= The Golden Droplet =

1985 novel by Michel Tournier

The Golden Droplet (La Goutte d'or) is a 1985 novel by Michel Tournier, published by Éditions Gallimard. Barbara Wright translated the book into English. It was published in English in 1987 in North America by Doubleday, and in the United Kingdom by William Collins, Sons, and later by Methuen Publishing.

==Story==
In Algeria, a blonde French woman photographs Idris, a Berber whose job is shepherding sheep. The woman is traveling with her husband. Idris, who is 15 years old, is told that he will receive the photograph via the post, but does not. He travels to France to get the photograph and to determine who he is.

He finds a memento, a golden piece of jewelry referred to in the title, before leaving for France. The droplet is a reference to purity, contrasted to decadence and corruption in France. The journey after the initial encounter with the droplet exemplifies the corruption of a previously innocent person. Linda Brandon of The Independent stated that the cultures seen in Western countries and "social injustice" victimize Idris. Michiko Kakutani wrote that Idris is "a kind of teenage Candide".

The author makes references to literary figures and anti-North African racism in France. Bruce Allen wrote in the Chicago Tribune that The Golden Droplet "aims to be a parable about the prominence of images in our imaginations, and their effects on our lives".

==Reception==
Michiko Kakutani wrote that the novel suffers in the second half, set in Paris, as parts "seem contrived".

Bruce Allen found that the novel "offers a masterly display of rhetorical and structural skills".

Julian Barnes of The Observer wrote that overall the novel's author exhibits "seriously playful, humorous, and life-examining" qualities, though he wished the novel would have been more content about France and that the scenes in North Africa had taken up so much of the book. According to Barnes, the English title is "an accurate if unalluring translation of" the original French title.

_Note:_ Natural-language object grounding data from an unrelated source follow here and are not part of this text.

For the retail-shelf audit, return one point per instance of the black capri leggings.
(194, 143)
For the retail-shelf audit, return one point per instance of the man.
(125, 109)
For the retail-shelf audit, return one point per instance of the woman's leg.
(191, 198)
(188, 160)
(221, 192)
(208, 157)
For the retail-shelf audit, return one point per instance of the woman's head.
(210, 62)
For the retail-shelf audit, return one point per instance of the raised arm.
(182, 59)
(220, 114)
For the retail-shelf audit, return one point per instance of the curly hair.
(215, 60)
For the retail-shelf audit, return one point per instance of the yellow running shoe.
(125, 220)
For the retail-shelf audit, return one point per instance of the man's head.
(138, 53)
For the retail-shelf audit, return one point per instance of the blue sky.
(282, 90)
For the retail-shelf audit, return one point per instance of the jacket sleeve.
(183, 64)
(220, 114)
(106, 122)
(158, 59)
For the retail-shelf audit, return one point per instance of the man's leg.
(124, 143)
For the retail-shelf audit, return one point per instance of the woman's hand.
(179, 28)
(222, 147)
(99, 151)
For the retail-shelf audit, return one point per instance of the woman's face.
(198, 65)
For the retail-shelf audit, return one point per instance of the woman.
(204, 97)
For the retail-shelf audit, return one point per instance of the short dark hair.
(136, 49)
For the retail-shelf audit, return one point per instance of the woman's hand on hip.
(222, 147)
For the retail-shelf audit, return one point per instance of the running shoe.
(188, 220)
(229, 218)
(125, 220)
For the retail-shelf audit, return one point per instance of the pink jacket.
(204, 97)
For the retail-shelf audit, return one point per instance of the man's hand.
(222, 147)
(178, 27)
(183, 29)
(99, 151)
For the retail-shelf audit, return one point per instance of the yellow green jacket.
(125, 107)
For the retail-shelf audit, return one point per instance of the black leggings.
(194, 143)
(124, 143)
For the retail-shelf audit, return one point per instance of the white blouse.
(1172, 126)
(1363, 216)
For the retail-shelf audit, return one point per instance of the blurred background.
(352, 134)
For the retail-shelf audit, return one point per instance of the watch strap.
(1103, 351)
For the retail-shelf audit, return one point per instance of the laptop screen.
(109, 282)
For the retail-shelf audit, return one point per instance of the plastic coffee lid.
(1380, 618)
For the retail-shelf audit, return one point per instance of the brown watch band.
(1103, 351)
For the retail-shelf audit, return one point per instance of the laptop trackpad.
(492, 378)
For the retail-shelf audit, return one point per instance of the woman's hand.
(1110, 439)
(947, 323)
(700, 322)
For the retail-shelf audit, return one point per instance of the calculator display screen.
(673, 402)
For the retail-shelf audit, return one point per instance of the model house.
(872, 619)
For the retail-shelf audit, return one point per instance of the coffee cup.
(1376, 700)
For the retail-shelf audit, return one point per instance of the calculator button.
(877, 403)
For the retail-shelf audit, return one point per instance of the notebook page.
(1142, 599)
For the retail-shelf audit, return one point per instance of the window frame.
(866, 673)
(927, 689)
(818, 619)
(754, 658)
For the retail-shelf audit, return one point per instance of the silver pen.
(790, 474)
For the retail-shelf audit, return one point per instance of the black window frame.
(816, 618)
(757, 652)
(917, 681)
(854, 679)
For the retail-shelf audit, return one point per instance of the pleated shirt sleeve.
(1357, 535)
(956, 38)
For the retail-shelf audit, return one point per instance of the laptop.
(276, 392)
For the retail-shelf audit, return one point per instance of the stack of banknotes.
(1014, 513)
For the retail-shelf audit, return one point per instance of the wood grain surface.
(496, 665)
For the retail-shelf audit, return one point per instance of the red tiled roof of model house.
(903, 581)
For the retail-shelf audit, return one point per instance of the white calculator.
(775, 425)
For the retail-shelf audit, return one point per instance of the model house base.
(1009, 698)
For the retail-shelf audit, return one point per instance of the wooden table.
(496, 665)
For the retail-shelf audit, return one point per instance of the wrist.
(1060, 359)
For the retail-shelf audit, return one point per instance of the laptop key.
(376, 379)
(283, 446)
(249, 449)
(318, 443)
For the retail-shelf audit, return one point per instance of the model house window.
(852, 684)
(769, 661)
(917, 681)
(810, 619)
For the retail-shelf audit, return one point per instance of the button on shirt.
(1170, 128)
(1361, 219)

Lewis Buzbee, a writer in San Francisco, wrote that the work has the quality of a mystery novel and he praised how the work "does not get bogged down".

Edward Guereschi of Newsday wrote that the work, in its home country, was a bestseller.

Sara Melzer of the University of California, Los Angeles wrote in the Los Angeles Times that she disliked the book, criticizing the perceived shallowness and lack of logic behind the actions of Idris, and arguing the characters are "marionettelike". She concluded the work "ends up being satisfying neither as philosophy nor as novel."

Robert Taylor of the Boston Globe wrote that he found Idris "too simple" a character, who he exemplifies the "noble savage" stereotype.

Kirkus Reviews stated that the work succeeds if the audience accepts Idris's "simplicity", and that the work is intended to be "a big-picture theme" instead of analyzing characters' motivations.

Publishers Weekly praised the "dazzling visual quality" of the storyline and the discussions about one's conceptions of oneself and comparisons of cultures.

Guereschi stated that the novel is "a good place" to become familiar with the author's style.

==Adaptations==
There is a 1990 TV movie, directed by Marcel Bluwal. Le Monde praised the adaptation for properly condensing the text.